My guess is that this phenomenon reflects the fact that other language communities have greater comfort and facility with C libraries, or to look at it another way, the fact that complete independence from native libraries is actually a feasible goal for most Java projects.

njs12345 · on Jan 13, 2012

No one uses Haskell, or no one uses those optimisations?

Haskell has plenty of industrial users and quite a few very large programs as well. Those libraries hardly look mature - I know that many of the container libraries on Haskell make extensive use of unpacking, for instance.

Here is a good set of slides on Haskell and optimisation: http://www.slideshare.net/tibbe/highperformance-haskell

kmm · on Jan 12, 2012

I've heard the argument before that in need, one can use a FFI to optimize bottlenecks in high-level code, but I've never understood.

Won't using a high-level language incur an omnipresent speed slump? And even if a bottleneck exists, how would using a FFI remedy crucial problems in the language, like the absence of unsigned types or that all types are boxed. The types will have to be unboxed anyway, so whether that happens in foreign code or in the interpreter/JIT code won't matter.

dons · on Jan 12, 2012

At least in Haskell you have unboxed primitive types, memory mapped IO, bump-pointer allocation, and compilation to direct loops that are often identical to what GCC produces (or very close).

nvarsj · on Jan 12, 2012

All of those things also exist in hotspot/Java.

Primitive types have been available since the creation of Java. It's up to the programmer to use boxed types or not.

Memory mapped IO - see Java.nio.

Bump-pointer allocation/compilation to direct loops all exist in hotspot.

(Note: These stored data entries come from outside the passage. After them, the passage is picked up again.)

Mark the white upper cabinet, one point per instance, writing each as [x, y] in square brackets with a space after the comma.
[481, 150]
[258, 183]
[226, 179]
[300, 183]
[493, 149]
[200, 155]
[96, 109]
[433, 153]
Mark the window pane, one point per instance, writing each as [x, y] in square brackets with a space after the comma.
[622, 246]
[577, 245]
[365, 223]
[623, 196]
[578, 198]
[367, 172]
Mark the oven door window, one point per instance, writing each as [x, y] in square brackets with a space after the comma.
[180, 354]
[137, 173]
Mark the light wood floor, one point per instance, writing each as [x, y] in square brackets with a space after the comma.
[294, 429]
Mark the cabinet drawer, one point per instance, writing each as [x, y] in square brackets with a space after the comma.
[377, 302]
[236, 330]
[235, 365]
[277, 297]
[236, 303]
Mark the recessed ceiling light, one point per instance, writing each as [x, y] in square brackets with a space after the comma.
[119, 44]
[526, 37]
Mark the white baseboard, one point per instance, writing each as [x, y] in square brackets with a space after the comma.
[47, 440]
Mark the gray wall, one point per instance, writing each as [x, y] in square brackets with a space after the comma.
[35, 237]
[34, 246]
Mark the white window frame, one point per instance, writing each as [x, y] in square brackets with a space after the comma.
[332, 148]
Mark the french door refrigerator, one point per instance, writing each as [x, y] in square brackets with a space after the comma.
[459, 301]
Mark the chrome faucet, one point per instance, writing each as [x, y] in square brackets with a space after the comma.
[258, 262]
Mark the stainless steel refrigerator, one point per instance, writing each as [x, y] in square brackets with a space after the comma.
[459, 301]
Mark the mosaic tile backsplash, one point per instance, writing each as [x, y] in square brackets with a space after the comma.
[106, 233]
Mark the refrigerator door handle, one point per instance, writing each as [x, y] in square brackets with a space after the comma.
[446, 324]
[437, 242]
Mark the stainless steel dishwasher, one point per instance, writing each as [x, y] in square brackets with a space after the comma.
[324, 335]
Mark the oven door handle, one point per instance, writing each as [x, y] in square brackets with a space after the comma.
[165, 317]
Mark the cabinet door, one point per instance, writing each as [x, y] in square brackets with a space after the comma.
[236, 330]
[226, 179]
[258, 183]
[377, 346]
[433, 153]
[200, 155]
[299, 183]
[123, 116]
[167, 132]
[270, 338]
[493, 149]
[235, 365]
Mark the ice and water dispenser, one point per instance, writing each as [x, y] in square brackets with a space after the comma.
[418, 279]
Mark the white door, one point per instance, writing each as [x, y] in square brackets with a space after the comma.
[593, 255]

andy_boot · on Jan 12, 2012

>>Primitive types have been available since the creation of Java. It's up to the programmer to use boxed types or not.

You can't use a primitive in a collection: eg HashMap / ArrayList

ww520 · on Jan 12, 2012

Can you use GNU Trove or Apache Commons Primitives that support primitive types in collections?

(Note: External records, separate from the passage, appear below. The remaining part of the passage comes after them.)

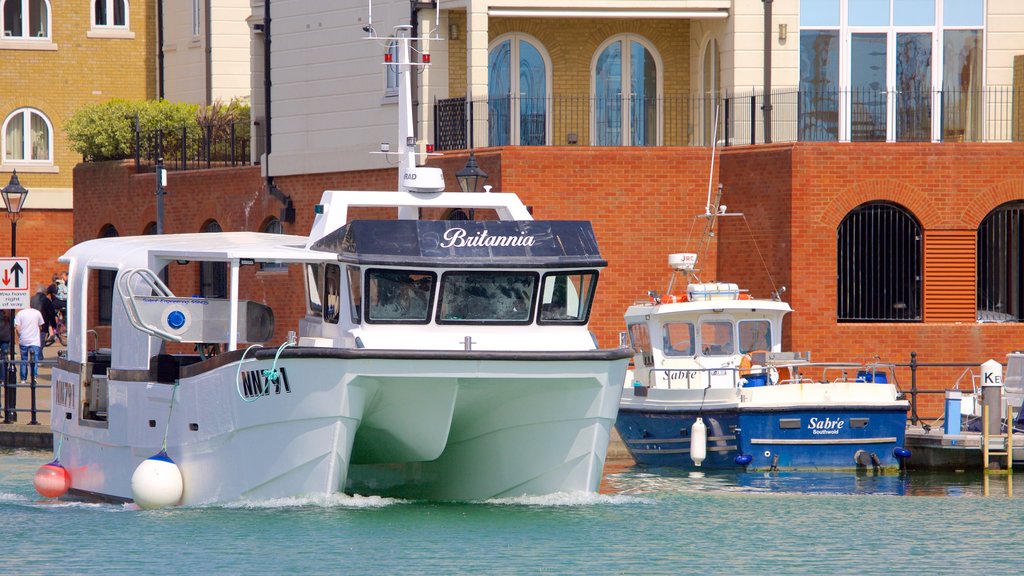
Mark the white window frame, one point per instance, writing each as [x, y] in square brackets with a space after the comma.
[514, 39]
[110, 30]
[27, 161]
[26, 33]
[627, 39]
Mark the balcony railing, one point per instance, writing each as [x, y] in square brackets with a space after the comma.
[992, 115]
[194, 148]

oconnor0 · on Jan 12, 2012

Which is why nifty little libraries like Trove, FastUtil, and HPPC exist.

njs12345 · on Jan 12, 2012

> Won't using a high-level language incur an omnipresent speed slump?

Yes, but most programs don't require high performance everywhere - in a library like JGit for instance, most operations are probably plenty fast written in Java even for very large projects; it's likely only a few are problematic.

> And even if a bottleneck exists, how would using a FFI remedy crucial problems in the language, like the absence of unsigned types or that all types are boxed.

That's maybe an argument to allow more control over memory layout and machine representation in high level languages - although there are ways around this, like defining your data types as a C++ class and then providing a high level binding.

groby_b · on Jan 12, 2012

You'll notice the author works at Google. Assume that the projects are "very large" :)

akg · on Jan 13, 2012

> Won't using a high-level language incur an omnipresent speed slump?

Not sure that is true. Just look at pypy(http://pypy.org/) which claims that run-time optimizations in the interpreted interpreter outperforms the C interpreter, and quite significantly in many cases. So I don't think it's true that high-level languages are always slower. It has a lot to do with the optimizations you can do at run-time. There is also an interesting paper on developing an OS based on run-time code synthesis for optimizing performance (http://valerieaurora.org/synthesis/SynthesisOS/). The major drawback of languages like C is that it can only optimize things at compile-time. I think as projects get larger and we move towards parallel structures and algorithms the need for languages that support run-time optimizations will be greeter.

ced · on Jan 12, 2012

You're right that the FFI can create significant friction, but once you're in C-land, you get C-level performance. So you need to move whole algorithms into C. In a O(n²) algorithm, the O(n) FFI friction will be negligible for a large enough value of n.

like the absence of unsigned types or that all types are boxed

FFIs often provide access to C arrays.

dkarl · on Jan 13, 2012

It isn't always that straightforward. With Java, if you move your code into C you may also need to keep all of your data in C-land to avoid the overhead of copying it back and forth. Then the data is harder to access from Java, plus you can't rely on garbage collection to free that memory when you're done with it.